Anadolu’nun İslamlaşmasında ki ve aydınlanmasında ki rolünü bilebilmek için, diğer İslam ülkeleriyle kıyaslamak gerekir.
Neden 52 İslam ülkesi Türkiye ile kıyaslandığında hala perişanlık içerisindedirler? Teknolojide olsun, diğer birçok alanlarda olsun bu geri kalmışlığın içerisinde acaba İslam olmanın bir faktörü var mıdır?
İşte bu yaklaşımın doğru bir yaklaşım olmadığının ispatını yapmak gerekir.
Bunun için de tarih bilincine sahip olmamız gerektiğinin altını çizmek istiyorum. Bugün imreniyle baktığımız ve uygar ülkeler dediğimiz ülkelerin hemen hepsi, Alevi İslam anlayışının egemen olduğu bir dönemde büyük bir karanlık içindeyken, insanların kazıklara oturtulduğu, engizisyon mahkemelerinin kurulduğu, mezhep çatışmalarından dolayı binlerce insanların katledildiği bu çağdaş dediğimiz ülkelerin tam tersine Alevi İslam anlayışının egemen olduğu bölgelere imreniyle bakıyorlardı. Çünkü o ülkelerde barış vardı, 72 milleti kucaklama vardı, zulmün, din adına yapılmadığı, insanın insanca muamele gördüğü devir yaşanıyordu.
Ve bu güzelliklerin yaşandığı devre batı gıpta ile bakıyordu. Bugün bizler batıya nasıl hayranlıkla bakıp, o ülkelere gitmek için can atıyorsak o günde feodalitenin yaşandığı onlar da bize, bugün bizim baktığımız gibi bakıyorlardı.
Batının tüm devletleri bir araya gelse bile, Osmanlıya kafa tutamayacak güce Osmanlı nasıl sahip olmuştu?
İşte bunu sormak ve bunun cevabını bulursak bu günkü sorunlarımıza da doğru teşhis koymuş oluruz.
13’üncü asra baktığımız zaman, yani Osmanlı İmparatorluğunun kuruluş döneminde Alevi İslam anlayışının gerek kuraklık ve gerekse Moğol istilalarından artık bıkmış olan bu kaçmaya, yeni bir yurt bulmaya zorlanmış olan kavimlerin Anadolu’ya gelerek bu Devletin kuruculuğunu üstlendiklerini görürüz.
Kimdir onlar? Horasan erenleri dediğimiz pirler ve mürşitlerdir.
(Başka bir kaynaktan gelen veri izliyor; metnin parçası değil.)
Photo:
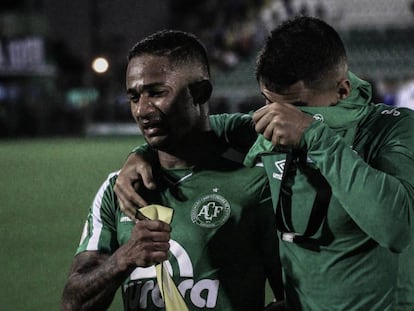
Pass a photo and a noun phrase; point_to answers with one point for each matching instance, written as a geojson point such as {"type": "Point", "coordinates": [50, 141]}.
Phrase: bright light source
{"type": "Point", "coordinates": [100, 65]}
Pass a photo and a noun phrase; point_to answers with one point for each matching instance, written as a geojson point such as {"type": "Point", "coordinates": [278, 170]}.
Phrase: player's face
{"type": "Point", "coordinates": [298, 94]}
{"type": "Point", "coordinates": [160, 100]}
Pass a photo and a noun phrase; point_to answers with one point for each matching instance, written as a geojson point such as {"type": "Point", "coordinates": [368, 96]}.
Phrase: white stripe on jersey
{"type": "Point", "coordinates": [96, 215]}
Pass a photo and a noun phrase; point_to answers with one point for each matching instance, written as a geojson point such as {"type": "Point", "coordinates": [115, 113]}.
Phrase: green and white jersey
{"type": "Point", "coordinates": [348, 212]}
{"type": "Point", "coordinates": [223, 239]}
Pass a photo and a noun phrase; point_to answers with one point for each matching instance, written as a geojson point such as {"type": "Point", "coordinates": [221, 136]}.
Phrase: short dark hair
{"type": "Point", "coordinates": [179, 46]}
{"type": "Point", "coordinates": [303, 48]}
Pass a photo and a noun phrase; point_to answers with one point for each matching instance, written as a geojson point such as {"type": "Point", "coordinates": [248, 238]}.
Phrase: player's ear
{"type": "Point", "coordinates": [201, 91]}
{"type": "Point", "coordinates": [343, 89]}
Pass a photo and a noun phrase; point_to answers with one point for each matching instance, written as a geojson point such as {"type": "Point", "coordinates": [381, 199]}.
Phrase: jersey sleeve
{"type": "Point", "coordinates": [99, 233]}
{"type": "Point", "coordinates": [379, 195]}
{"type": "Point", "coordinates": [236, 129]}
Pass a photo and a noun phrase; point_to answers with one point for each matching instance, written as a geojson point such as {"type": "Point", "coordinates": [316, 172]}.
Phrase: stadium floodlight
{"type": "Point", "coordinates": [100, 65]}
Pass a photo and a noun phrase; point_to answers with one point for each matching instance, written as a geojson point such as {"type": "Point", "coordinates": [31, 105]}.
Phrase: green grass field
{"type": "Point", "coordinates": [46, 187]}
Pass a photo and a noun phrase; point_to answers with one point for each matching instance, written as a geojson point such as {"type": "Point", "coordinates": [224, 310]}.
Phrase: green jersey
{"type": "Point", "coordinates": [223, 240]}
{"type": "Point", "coordinates": [345, 211]}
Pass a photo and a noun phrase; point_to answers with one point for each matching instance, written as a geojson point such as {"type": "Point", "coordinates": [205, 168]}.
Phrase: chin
{"type": "Point", "coordinates": [156, 142]}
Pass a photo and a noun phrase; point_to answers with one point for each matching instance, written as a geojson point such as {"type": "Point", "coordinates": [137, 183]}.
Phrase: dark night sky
{"type": "Point", "coordinates": [120, 23]}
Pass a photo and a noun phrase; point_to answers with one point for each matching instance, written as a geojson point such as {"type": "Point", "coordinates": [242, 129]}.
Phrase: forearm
{"type": "Point", "coordinates": [380, 203]}
{"type": "Point", "coordinates": [93, 286]}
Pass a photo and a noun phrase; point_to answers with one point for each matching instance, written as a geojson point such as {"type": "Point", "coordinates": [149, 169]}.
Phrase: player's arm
{"type": "Point", "coordinates": [236, 129]}
{"type": "Point", "coordinates": [95, 276]}
{"type": "Point", "coordinates": [378, 196]}
{"type": "Point", "coordinates": [135, 173]}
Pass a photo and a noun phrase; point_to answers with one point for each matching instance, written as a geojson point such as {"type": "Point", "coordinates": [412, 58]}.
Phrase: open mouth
{"type": "Point", "coordinates": [152, 127]}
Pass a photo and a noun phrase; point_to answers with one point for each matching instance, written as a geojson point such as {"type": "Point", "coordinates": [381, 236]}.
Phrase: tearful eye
{"type": "Point", "coordinates": [134, 99]}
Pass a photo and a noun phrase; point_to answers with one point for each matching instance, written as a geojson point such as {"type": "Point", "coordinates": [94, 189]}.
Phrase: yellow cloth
{"type": "Point", "coordinates": [169, 292]}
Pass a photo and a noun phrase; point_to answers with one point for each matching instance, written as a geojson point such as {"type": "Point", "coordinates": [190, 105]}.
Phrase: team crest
{"type": "Point", "coordinates": [210, 211]}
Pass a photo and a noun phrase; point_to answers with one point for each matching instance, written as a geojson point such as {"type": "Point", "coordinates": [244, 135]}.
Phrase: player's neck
{"type": "Point", "coordinates": [194, 152]}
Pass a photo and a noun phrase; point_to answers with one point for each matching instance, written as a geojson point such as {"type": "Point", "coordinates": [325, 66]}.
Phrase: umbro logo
{"type": "Point", "coordinates": [280, 167]}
Önce küçük bir beylik olarak oluşan Osmanlı Devleti o günlerde bir taraftan Bizans’ın zaafa uğraması, diğer taraftan Selçuklu İmparatorluğunun son günlerini yaşaması ve büyük bir kargaşanın yaşandığı bu dönemde, İslam’ın, Pir-i Türkistan dediğimiz Şah Ahmet Yesevi’nin, Hz. Muhammed ve İlmin batini sahibi Hz.İmam Ali’den esinlenerek, o doğru yorumu yani pınarın başında ki tertemiz berrak sudan su alarak, tüm yaratılmışı yaratandan dolayı seven ve cümle âlemi birlik gören Tasavvufi İslam anlayışını, insanı merkeze koyarak, insanı inciten Tanrı’yı inciteceğine inanan, “Ete kemiğe büründüm, Yunus gibi göründüm” diyen ve insanı Tanrının bir tecellisi sayan, Kur’an yorumuyla, insanı kendisine halifesi eden, insanı gerçek yerine oturtan İslam anlayışıyla ve bu değerlerle yüklü dedelerin ve pirlerin öncülüğünde Osmanlı devleti kuruldu. Bu felsefeyle topluma yön verildi. O kadar ki, bu yeni devlet kurulurken bunun nasıl olacağını ve nasıl yönetileceğini Otman’a (Osman değil) söyleyen ve yön veren o dönemin büyük düşünürü ve bir Alevi dedesi olan Şeyh Edabali’dir.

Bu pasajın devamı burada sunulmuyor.